Nyai Ontosoroh menyuruh Minke mencium pipi Annelies dihadapannya sendiri sebagai bukti
kalau Annelies tidak berbohong tentang kebenaran itu. Tidak bisa menolak, Minke pun
mematuhi perintah Nyai Ontosoroh, mencium pipi Annelies untuk yang kedua, ah tidak-tidak,
tapi untuk yang ketiga kalinya. Pikir Minke, keluarga Mellema memang keluarga aneh. Nyai
Ontosoroh harusnya marah ketika laki-laki pribumi itu berani mencium pipi putrinya.
Bukannya malah membuktikan kebenarannya hingga membuat Minke benar-benar malu.
Belum lagi Annelies, gadis itu selalu mengadu pada ibunya. Mengadu saat Minke memujinya
cantik. Mengadu saat Minke mencium pipinya.

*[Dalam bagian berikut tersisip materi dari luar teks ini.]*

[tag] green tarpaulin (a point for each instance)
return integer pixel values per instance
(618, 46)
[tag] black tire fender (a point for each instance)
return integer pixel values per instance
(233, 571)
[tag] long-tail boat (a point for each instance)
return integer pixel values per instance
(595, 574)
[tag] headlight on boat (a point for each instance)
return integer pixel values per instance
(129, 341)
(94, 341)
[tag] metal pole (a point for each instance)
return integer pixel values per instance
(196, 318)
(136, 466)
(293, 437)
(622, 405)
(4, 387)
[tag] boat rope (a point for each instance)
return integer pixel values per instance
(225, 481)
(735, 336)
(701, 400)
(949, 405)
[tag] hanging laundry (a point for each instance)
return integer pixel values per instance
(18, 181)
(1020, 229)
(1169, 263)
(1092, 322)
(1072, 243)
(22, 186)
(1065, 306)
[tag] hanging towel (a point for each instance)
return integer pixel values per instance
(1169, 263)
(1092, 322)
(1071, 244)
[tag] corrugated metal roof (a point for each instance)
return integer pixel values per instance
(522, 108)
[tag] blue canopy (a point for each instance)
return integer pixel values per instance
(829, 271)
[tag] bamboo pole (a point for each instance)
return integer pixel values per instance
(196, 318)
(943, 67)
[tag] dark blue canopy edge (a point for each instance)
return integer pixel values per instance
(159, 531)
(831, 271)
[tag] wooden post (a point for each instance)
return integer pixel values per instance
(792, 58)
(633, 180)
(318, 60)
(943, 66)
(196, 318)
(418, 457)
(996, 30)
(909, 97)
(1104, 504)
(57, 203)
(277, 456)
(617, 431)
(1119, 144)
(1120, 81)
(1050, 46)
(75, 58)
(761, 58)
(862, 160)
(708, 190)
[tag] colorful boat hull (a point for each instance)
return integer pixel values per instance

Namun, dibalik semua sifat kekanakkanakkannya itu, Annelies adalah seorang mandor yang mengurus jalannya semua pekerjaan
di kandang sapi, ladang, kandang kuda, dan kampung-kampung itu. Sedangkan, Tuan
Herman Mellema, ternyata seorang Eropa berbadan besar yang bahkan tak bisa melawan

gundiknya sendiri. Ditambah Robert Mellema yang terlihat tak pernah mau menghormati
Nyai Ontosoroh, ibunya sendiri. Meskipun begitu, Nyai Ontosoroh dan Annelies berharap
Minke mau datang berkunjung ke istana Mellema lagi.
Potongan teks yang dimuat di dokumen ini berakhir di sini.